Ford had all but abandoned the race-on-Sunday, sell-on-Monday mantra when it duelled Ferrari a half-century ago. And race-centric Ferrari was known mainly as a racing team that happened to sell cars.
But when the dust settled on this contest, Ford would forever be associated with the exploits of its GT40, and Ferrari – thanks in part to gripping television coverage – would overnight become the red cars that haunted the fantasies of many a future US car buyer.
‘This rivalry resulted in your everyman learning more about Ferrari and what it stood for,' says Adams, who along with TV personality and racer Carolla is behind a documentary on the automotive passion of Paul Newman (Winning: The Racing Life Of Paul Newman) and, coming soon, films on the exploits of Carroll Shelby and African-American racing pioneer Willy T Ribbs.
‘What you realised was that this really was the first time in the history of racing that a company [Ford] spent millions of dollars to win,’ says Adams. ‘In terms of Ferrari, after this duel, they largely pulled out of Le Mans [as a factory team] and focused on Formula One. They realised they could not spend what Ford was willing to do. In the end, that all began the high-priced war to win that we see now at many levels of racing.’
Adams says that when he and Carolla read A J Baime’s 2009 book on the Ferrari-Ford battle, Go Like Hell (long rumoured to be made into a motion picture), they knew that the archetypes of a gripping drama were all in place.
After Enzo Ferrari spurned an acquisition overture from Henry Ford II in the early 1960s, the Detroit scion decided to get his revenge on the track. But not just any track. Le Mans was not only the most gruelling race for drivers and cars alike, it was also a venue where Ferrari was virtually indomitable with its stable of 250s and 330s, claiming victory six years in a row between 1960 and 1965, thanks to drivers such as Paul Frère and world champion Phil Hill.
As The 24 Hour War highlights, Ford charged into this Ferrari lion’s den led by Carroll Shelby, who commanded a rather ragtag group of youngsters that were hastily assembling cars, which, while they looked the part, didn’t go at the show and failed outright during the 1965 contest.
‘It’s really hard to appreciate how much work, on both sides, went into building, designing, setting up and testing a race car, which then had to not break for 24 hours,' says Adams. 'Blood, sweat and tears were all poured on to that grid.’

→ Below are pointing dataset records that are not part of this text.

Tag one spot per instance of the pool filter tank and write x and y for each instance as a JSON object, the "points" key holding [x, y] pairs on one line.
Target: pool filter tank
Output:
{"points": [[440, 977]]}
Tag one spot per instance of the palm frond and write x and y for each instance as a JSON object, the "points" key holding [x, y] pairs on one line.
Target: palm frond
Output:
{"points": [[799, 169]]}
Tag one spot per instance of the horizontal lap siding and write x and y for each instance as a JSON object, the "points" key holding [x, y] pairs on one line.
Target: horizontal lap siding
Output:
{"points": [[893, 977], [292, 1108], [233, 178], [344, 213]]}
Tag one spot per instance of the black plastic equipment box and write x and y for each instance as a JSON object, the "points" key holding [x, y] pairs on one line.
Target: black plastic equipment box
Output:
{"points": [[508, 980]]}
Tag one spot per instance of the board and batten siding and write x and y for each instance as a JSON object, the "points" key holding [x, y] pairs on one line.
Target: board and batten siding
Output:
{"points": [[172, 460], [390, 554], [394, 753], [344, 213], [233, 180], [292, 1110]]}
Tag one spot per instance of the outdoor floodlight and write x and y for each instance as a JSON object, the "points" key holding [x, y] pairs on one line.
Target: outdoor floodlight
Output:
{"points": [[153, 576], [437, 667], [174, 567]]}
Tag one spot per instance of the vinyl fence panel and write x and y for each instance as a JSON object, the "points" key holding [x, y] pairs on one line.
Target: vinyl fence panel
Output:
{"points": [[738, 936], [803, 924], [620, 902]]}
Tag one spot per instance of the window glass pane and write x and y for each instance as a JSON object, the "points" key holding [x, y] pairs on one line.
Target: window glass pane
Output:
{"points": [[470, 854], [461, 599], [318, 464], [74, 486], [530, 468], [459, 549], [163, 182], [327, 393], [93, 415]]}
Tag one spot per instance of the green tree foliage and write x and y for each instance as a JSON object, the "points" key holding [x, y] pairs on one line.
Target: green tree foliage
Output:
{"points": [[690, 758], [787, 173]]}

In 1966, fate shone on Ford, big time. Despite a constant threat from Ferrari’s sinuous P3s and P4s, over the next four years at Le Mans drivers piloting either Ford GT40 Mark IIs or GT 40 Mark I Gulfs – racers with now-iconic names such as Bruce McLaren, A.J. Foyd and Dan Gurney – all took the top trophy at the Circuit de la Sarthe.
After 1969, neither Ford nor Ferrari would ever return to that podium again to claim factory honours.
‘Ford may have won in the end, with those last late 1960s victories, but to me the amazing part of this whole story is the duality of it,’ says Adams. ‘Enzo Ferrari literally lived to race, and out of grudging necessity sold sports cars. Henry Ford II had all but given up racing, but then threw all his resources behind beating his rival on the biggest stage he could find. It was an arms race, but on a racing track.’